SALT 16 Program

The abstract selection for SALT 16 in Tokyo, March 22-24, 2006, is finished. The program is now online.

IAP Lecture on Medieval Semantics

Tomorrow, I get to saddle one of my hobbyhorses. I am giving a lecture on medieval semantics centering around the Square of Opposition. This is part of MIT’s cool “Independent Activities Period”, during which one of our students, David Hill, has organized a series of talks on Pre-Modern and Early Modern Linguistic Thought.

If you’re nearby, come and join us: Thursday 1/19/06, 1:30pm in Room 32-144.

Update: It was fun. My slides from the talk are available, although they might not be very self-explanatory. I recommend Terry Parson’s article on the square of opposition, if you’re interested. One of these years, I will write up my own thoughts on this.

LSA Institute 2007 Call for Course Proposals

The 2007 LSA Summer Institute will take place at Stanford University, July 2-27, 2007. In a departure from tradition and following the example of ESSLLI, part of the course line-up will come from proposals that are openly solicited. The Call for Proposals is now on-line. [BTW: I will be part of the committee that evaluates the proposals.]

Fox on Free Choice

Danny Fox has a draft version of his new paper “Free Choice and the Theory of Scalar Implicatures”.

This paper will be concerned with the conjunctive interpretation of a family of disjunctive constructions. The relevant conjunctive interpretation, sometimes referred to as a free choice effect (FC) is attested when a disjunctive sentence is embedded under an existential modal operator. I will provide evidence that the relevant generalization extends (with some caveats) to all constructions in which a disjunctive sentence appears under the scope of an existential quantifier, as well as to seemingly unrelated constructions in which conjunction appears under the scope of negation and a universal quantifier.

Alonso-Ovalle (2005), following Kratzer and Shimoyama (2002), has argued that free choice effects should be derived by the system that accounts for Scalar Implicatures (SIs). I will support this argument with the aid of a generalization pertaining to “implicature projection” due to Chierchia (2004). Specifically, I will embed a construction in which a free choice effect arises within a matrix disjunctive sentence. We will see that the relevant free choice effect projects as an implicature.

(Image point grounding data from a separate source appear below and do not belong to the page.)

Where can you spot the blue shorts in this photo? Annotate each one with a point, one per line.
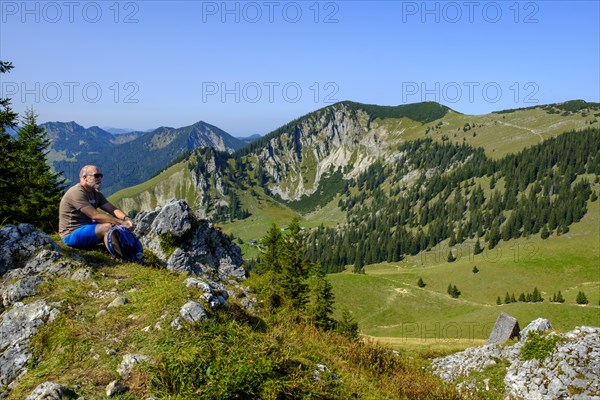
(82, 237)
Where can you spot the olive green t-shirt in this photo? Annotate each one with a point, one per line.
(70, 216)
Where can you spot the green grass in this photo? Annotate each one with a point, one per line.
(233, 355)
(388, 304)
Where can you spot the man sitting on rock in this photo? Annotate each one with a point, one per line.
(80, 224)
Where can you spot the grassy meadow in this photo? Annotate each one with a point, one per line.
(389, 305)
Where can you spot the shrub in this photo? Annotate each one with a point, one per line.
(539, 346)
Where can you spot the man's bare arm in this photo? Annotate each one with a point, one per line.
(102, 218)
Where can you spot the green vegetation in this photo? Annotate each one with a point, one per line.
(424, 112)
(31, 192)
(269, 354)
(539, 346)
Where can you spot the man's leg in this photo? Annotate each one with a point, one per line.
(102, 235)
(82, 237)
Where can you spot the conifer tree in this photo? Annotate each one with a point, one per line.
(294, 268)
(347, 326)
(42, 189)
(10, 182)
(477, 248)
(581, 298)
(321, 307)
(270, 249)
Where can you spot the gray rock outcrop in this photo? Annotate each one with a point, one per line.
(571, 371)
(193, 312)
(21, 242)
(213, 294)
(186, 244)
(51, 391)
(130, 361)
(17, 326)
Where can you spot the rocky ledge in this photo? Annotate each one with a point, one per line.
(571, 370)
(29, 257)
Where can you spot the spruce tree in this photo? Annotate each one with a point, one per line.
(10, 174)
(42, 190)
(477, 248)
(270, 250)
(322, 299)
(581, 298)
(347, 326)
(294, 268)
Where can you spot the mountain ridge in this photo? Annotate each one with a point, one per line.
(146, 153)
(292, 161)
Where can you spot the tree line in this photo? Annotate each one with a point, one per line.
(544, 192)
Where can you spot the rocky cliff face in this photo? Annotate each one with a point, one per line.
(333, 139)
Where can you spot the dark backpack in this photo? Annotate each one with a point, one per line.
(131, 248)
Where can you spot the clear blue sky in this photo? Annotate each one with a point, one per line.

However, we will also see that deriving a free choice implicature is not a simple matter within standard approaches to implicature computation. More specifically, FC directly contradicts neo-Gricean attempts to deal with Chierchias observation (Sauerland 2004, Spector 2005). In response to this predicament, I will argue for a system that derives SIs within the linguistic system, though in a somewhat different manner from Chierchia (2004). Specifically, I will argue for a covert exhaustivity operator with meaning somewhat akin to that of only (in the spirit of Chierchia (2004), but more directly following suggestions by Groenendijk and Stokhof (1984), Krifka (1995), Landman (1998), and van Rooy (2002)). We will see that all of our observations about FC, as well as Chierchias observations about disjunction, follow from a novel (though fairly natural) approach to the meaning of the exhaustivity operator.

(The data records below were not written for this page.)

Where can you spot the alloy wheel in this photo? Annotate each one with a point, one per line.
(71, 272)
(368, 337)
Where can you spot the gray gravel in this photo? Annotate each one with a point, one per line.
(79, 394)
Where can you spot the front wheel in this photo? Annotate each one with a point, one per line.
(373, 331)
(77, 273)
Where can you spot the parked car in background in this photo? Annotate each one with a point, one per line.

It is often claimed that the neo-Gricean account of SIs follows from basic truisms about the nature of communication. However, as is well known, one assumption is crucial, and far from trivial, namely the assumption that Grice’s Maxim of Quantity should be stated with reference to a formally defined set of alternatives. There is clearly no escape from formally defined alternatives. However, if the perspective argued for here is correct, access to these alternatives should be limited to grammar. A quantity maxim which is not contaminated by syntactic stipulations (together with appropriately placed syntactic stipulations, i.e., within grammar) derives better empirical results.